Die drei KommissarInnen Valdis Dombrovskis, Marianne Thyssen und Pierre Moscovici stellten am 7. März 2018 in Brüssel die Länderberichte im Rahmen des Europäischen Semesters vor. In Anbetracht anhaltenden Wirtschaftswachstums, positiver Wirtschaftsprognosen und der sinkenden Arbeitslosenraten sehen sie jetzt als den geeigneten Zeitpunkt, um notwendige Reformen in den Mitgliedstaaten anzugehen. Eine positive Entwicklung im Vergleich zu den Vorjahren ist dabei, dass der sozialen Dimension im Rahmen der Länderberichte eine größere Bedeutung eingeräumt wird.

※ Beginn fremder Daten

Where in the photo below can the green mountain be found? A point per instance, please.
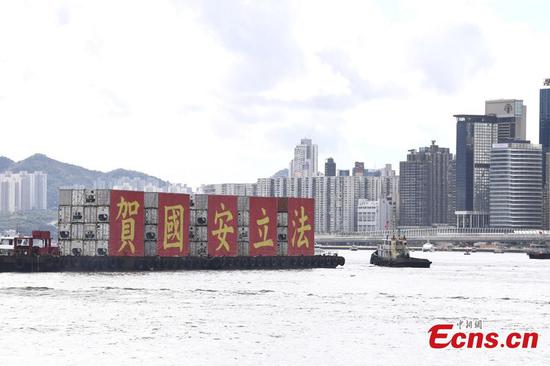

Hierzu betonte die für Soziales zuständige Kommissarin Marianne Thyssen, dass soziale und ökonomische Entwicklung Hand in Hand gehen müssen.

 

Österreich wird in Hinblick auf die Indikatoren des sozialen Scoreboards im Rahmen der Europäischen Säule Sozialer Rechte grundsätzlich eine relativ positive Entwicklung attestiert. So wird im österreichischen Länderbericht hervorgehoben, dass Österreich grundsätzlich wirkungsvolle Maßnahmen gesetzt hat, um faire Arbeitsbedingungen zu schaffen, Armut zu reduzieren und dem Ausschluss sozialer Gruppen entgegenzuwirken. Ausdrücklich wird dabei die Sozialpartnerschaft hervorgehoben.

 

Die Kommission hebt aber auch zahlreiche Fehlentwicklungen hervor, auf die auch die Arbeiterkammer seit Jahren immer wieder hinweist: Der hohe Anteil von Frauen in Teilzeitbeschäftigungen und der hohe Gender Pay Gap geben auch der Kommission Anlass zur Sorge. Die Ursache darin sieht sie in nicht ausreichend vorhandenen Angebot von Betreuungsplätzen von Kindern unter drei Jahren. Als Folge dessen ist die Gefahr von Altersarmut für Frauen über 65 Jahren deutlich höher als für Männer.

 

Die Kommission bewertet auch die langfristige Finanzierung der Ausgaben für das Pensions- sowie Sozialversicherungssystems als problematisch. Hierzu empfiehlt sie die die Reduzierung der Lücke zwischen dem gesetzlichen und dem tatsächlichen Rentenantrittsalter. Allerdings ist diese Gefahr der fehlenden Finanzierbarkeit des Pensionssystems für die Arbeiterkammer nicht nachvollziehbar. Die Kommission bezieht sich dabei nämlich auf den „Ageing Report 2018“, der voraussichtlich im Mai von der Europäischen Kommission veröffentlicht wird. Der Bericht prognostiziert für Österreich lediglich eine Erhöhung der öffentlichen Pensionsausgaben von aktuell knapp 14 % des Bruttoinlandsprodukts auf knapp 15 % bis 2040. Bis 2070 soll der Anteil wiederum auf 14,3 % sinken. Von einer drohenden langfristigen Unfinanzierbarkeit kann also keine Rede sein.

 

Die österreichische Lohnsteuerreform im Jahre 2016, die maßgeblich auch von der Arbeiterkammer eingefordert wurde, bewertete die Kommission als positiv, da damit die private Nachfrage angeregt werden konnte. Gleichzeitig wird aber die weiterhin hohe Abgabenquote des Faktors Arbeit kritisiert.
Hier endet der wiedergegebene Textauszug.